Pablo Morales se retiró de la práctica activa del básquetbol, será ayudante técnico de Álvaro Tito en Trouville donde también trabajará en formativas. Fue campeón con cuatro clubes en nuestro país. Crack.

Se fue y dejó su huella. Persona de bien, querida por todos, sin quejas de nadie. Ganador nato, líder empedernido. Manito caliente ansiosa para definir las pelotas más importantes. Pablo Morales dijo adiós y la esquina de la muerte, de donde se cansó de meter triples en su carrera, ya lo extraña.

El alero confirmó una decisión que tenía tomada desde antes de viajar al Sudamericano Femenino de Mayores en Venezuela, donde integró el cuerpo técnico. Por la tarde se despidió de sus compañeros de Urunday Universitario y en la noche se desvinculó oficialmente del club, que ahora tiene una ficha disponible.

Morales será el ayudante técnico de Álvaro Tito en Trouville, club donde también trabajará en divisiones formativas. De todas formas, hasta fin de año, continuará en su cargo en Aguada, también en formativas, para terminar de cumplir su ciclo en el rojiverde.

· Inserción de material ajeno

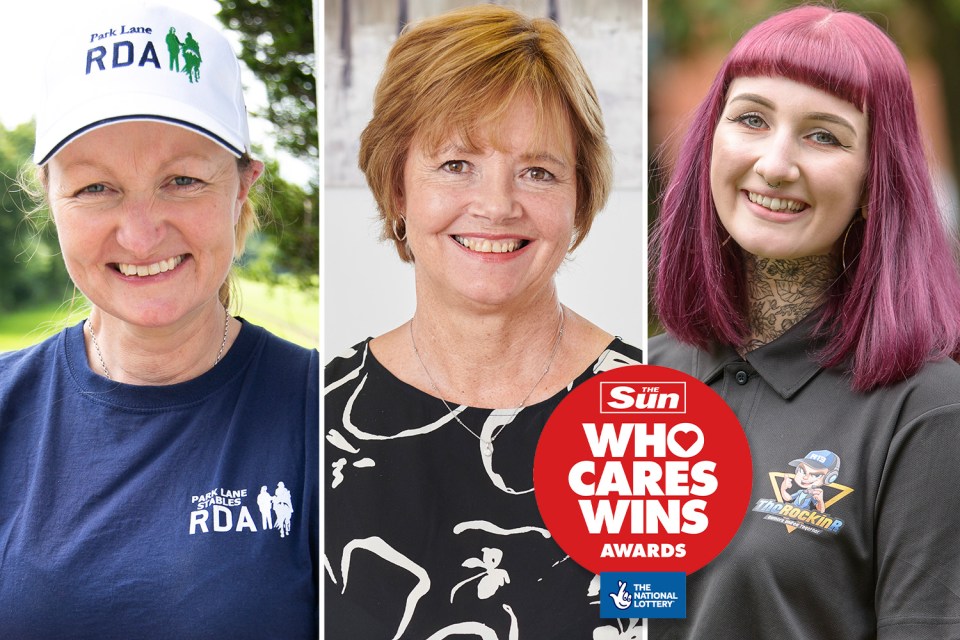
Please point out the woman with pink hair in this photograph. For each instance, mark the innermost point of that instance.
(805, 273)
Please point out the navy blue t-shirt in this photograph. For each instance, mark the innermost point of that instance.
(181, 511)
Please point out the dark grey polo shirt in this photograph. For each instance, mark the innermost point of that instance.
(882, 560)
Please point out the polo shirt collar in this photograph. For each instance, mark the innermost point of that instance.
(787, 364)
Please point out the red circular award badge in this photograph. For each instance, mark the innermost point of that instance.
(642, 468)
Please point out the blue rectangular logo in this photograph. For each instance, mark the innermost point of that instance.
(643, 595)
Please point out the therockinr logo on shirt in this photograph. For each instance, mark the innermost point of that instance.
(222, 510)
(803, 497)
(124, 46)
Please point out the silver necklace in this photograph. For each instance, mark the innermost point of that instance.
(487, 443)
(103, 365)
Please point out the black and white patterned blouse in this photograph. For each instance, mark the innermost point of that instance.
(426, 536)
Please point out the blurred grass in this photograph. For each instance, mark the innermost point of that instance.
(282, 309)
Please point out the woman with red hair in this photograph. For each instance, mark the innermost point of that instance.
(806, 274)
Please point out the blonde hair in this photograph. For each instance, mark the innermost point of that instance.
(32, 180)
(463, 70)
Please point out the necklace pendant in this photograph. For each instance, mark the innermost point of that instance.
(486, 446)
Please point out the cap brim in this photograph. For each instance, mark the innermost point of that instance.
(114, 109)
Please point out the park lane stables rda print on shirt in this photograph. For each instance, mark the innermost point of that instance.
(222, 509)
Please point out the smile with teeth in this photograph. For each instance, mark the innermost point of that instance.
(776, 204)
(149, 269)
(485, 245)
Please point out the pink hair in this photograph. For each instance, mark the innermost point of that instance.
(884, 315)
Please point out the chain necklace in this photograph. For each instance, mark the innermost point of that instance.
(487, 443)
(103, 365)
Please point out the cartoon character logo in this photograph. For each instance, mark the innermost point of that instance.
(802, 497)
(621, 599)
(813, 472)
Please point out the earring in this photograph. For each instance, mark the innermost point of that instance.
(396, 234)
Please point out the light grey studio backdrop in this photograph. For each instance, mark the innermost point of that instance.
(367, 289)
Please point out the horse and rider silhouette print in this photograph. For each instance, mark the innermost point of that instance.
(281, 505)
(190, 49)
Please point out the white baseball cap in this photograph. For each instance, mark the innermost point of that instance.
(141, 62)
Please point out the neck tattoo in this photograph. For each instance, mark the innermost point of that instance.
(486, 444)
(783, 292)
(103, 365)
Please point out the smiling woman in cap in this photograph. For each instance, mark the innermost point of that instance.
(158, 461)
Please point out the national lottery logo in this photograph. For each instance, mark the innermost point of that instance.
(642, 469)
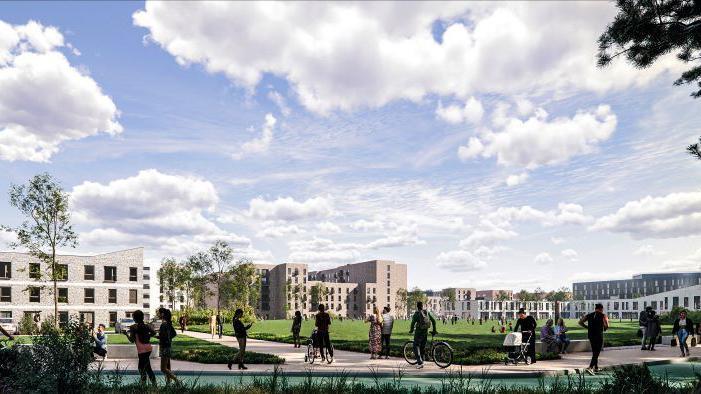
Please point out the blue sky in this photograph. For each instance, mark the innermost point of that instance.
(477, 143)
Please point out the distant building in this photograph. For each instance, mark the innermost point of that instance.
(350, 290)
(490, 295)
(639, 286)
(95, 289)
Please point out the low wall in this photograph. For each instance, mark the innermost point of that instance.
(576, 345)
(126, 352)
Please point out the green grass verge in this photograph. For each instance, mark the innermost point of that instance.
(473, 344)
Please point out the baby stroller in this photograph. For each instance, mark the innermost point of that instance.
(313, 349)
(516, 345)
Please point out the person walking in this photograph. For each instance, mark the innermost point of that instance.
(183, 323)
(653, 330)
(595, 323)
(213, 325)
(296, 328)
(683, 326)
(527, 326)
(322, 323)
(141, 334)
(166, 333)
(220, 325)
(642, 324)
(420, 323)
(241, 333)
(561, 335)
(375, 333)
(387, 325)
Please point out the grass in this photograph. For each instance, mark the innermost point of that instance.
(473, 344)
(189, 349)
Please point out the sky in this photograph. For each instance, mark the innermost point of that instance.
(478, 143)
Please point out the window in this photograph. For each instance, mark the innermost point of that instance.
(63, 294)
(34, 271)
(89, 296)
(62, 272)
(89, 272)
(34, 294)
(5, 270)
(5, 294)
(110, 274)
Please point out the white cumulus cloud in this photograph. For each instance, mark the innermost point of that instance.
(44, 100)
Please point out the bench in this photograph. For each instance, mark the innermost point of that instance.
(119, 352)
(576, 345)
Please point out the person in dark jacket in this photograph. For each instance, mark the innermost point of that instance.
(642, 323)
(653, 329)
(527, 324)
(296, 328)
(596, 323)
(683, 327)
(165, 340)
(240, 331)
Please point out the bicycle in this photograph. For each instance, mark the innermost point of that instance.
(439, 352)
(314, 351)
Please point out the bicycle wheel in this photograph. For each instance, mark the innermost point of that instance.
(310, 354)
(409, 354)
(442, 354)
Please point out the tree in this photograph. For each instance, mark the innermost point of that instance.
(415, 295)
(644, 30)
(400, 303)
(169, 278)
(214, 266)
(47, 226)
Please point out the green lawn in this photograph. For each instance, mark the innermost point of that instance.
(473, 344)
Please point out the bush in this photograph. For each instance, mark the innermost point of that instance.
(57, 361)
(222, 355)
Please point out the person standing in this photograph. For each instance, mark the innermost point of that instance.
(241, 333)
(296, 328)
(220, 325)
(595, 323)
(183, 323)
(387, 325)
(166, 333)
(141, 334)
(213, 325)
(420, 323)
(322, 323)
(375, 332)
(653, 330)
(683, 326)
(642, 324)
(527, 324)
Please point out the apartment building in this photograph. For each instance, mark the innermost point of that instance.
(638, 286)
(95, 289)
(350, 290)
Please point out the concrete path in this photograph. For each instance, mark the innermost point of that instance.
(361, 364)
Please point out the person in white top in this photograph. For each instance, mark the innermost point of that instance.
(387, 323)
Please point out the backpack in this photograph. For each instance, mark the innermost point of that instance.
(424, 321)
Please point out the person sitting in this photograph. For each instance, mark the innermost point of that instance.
(547, 336)
(561, 336)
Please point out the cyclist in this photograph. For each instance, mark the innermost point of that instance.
(323, 321)
(420, 323)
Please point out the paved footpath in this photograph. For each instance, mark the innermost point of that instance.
(361, 364)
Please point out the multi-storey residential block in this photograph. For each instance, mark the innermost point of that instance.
(639, 286)
(95, 289)
(350, 290)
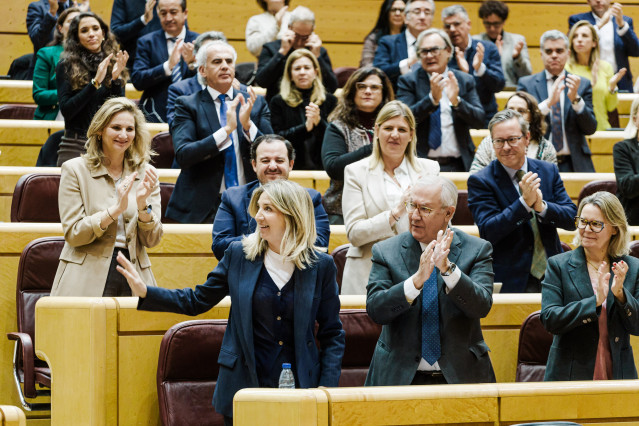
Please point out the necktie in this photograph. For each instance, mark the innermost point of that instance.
(538, 265)
(230, 166)
(431, 344)
(435, 133)
(556, 125)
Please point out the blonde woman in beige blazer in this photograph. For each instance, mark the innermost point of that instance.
(376, 190)
(109, 201)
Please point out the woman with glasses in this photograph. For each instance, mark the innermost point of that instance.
(300, 111)
(377, 188)
(539, 148)
(589, 297)
(349, 135)
(389, 22)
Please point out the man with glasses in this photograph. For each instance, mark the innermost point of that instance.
(428, 288)
(518, 203)
(300, 34)
(444, 102)
(566, 101)
(515, 62)
(479, 59)
(395, 54)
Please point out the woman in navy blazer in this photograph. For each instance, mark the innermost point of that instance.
(261, 332)
(589, 297)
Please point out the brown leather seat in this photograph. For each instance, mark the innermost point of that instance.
(35, 198)
(38, 265)
(187, 373)
(534, 346)
(361, 338)
(17, 111)
(162, 143)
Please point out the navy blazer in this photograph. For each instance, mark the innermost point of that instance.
(625, 46)
(464, 356)
(197, 189)
(493, 79)
(232, 221)
(568, 310)
(148, 73)
(391, 50)
(504, 221)
(413, 89)
(316, 300)
(576, 126)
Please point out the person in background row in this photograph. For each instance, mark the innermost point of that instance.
(300, 111)
(45, 90)
(350, 131)
(590, 298)
(91, 70)
(389, 22)
(515, 62)
(267, 26)
(109, 202)
(276, 277)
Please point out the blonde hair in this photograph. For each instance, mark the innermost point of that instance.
(391, 110)
(289, 92)
(294, 202)
(140, 150)
(613, 212)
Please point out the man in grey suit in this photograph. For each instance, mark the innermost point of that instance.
(429, 296)
(515, 61)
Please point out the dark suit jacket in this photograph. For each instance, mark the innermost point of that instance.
(316, 300)
(568, 310)
(391, 50)
(576, 126)
(197, 189)
(232, 221)
(464, 356)
(504, 221)
(413, 89)
(148, 73)
(625, 155)
(625, 46)
(270, 69)
(493, 79)
(127, 26)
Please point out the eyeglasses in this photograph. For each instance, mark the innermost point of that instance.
(435, 51)
(595, 225)
(372, 87)
(512, 141)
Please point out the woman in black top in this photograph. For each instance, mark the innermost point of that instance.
(91, 70)
(299, 112)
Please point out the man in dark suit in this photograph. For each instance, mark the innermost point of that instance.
(518, 203)
(395, 54)
(163, 57)
(617, 38)
(212, 132)
(479, 59)
(430, 300)
(444, 102)
(272, 158)
(272, 60)
(132, 19)
(566, 101)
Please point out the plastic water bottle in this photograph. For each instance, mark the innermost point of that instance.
(287, 380)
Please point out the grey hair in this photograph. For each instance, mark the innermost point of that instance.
(301, 14)
(553, 35)
(505, 115)
(455, 9)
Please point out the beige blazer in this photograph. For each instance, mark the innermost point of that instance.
(83, 199)
(366, 216)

Como jugador su estirpe de ganador nació con su carrera profesional. Arrancó en 1995 y ese año fue campeón en Cordón, lo repitió al año siguiente. En 2001 volvió a cortar las redes federales con el albiceleste. Sobre sus hombros, también carga tres Ligas Uruguayas: Salto Uruguay, Trouville y Aguada lo disfrutaron, él respondió con títulos.

Su última función fue en el quinto juego de la serie de cuartos de final entre Trouville y Urunday Universitario, convirtió 8 puntos en 30 minutos en cancha.

Seis títulos y una carrera respetada por todos que llegó a su punto final para comenzar un nuevo desafío, ahora como entrenador. Se retiró Pablo Daniel Morales, un ejemplo a seguir.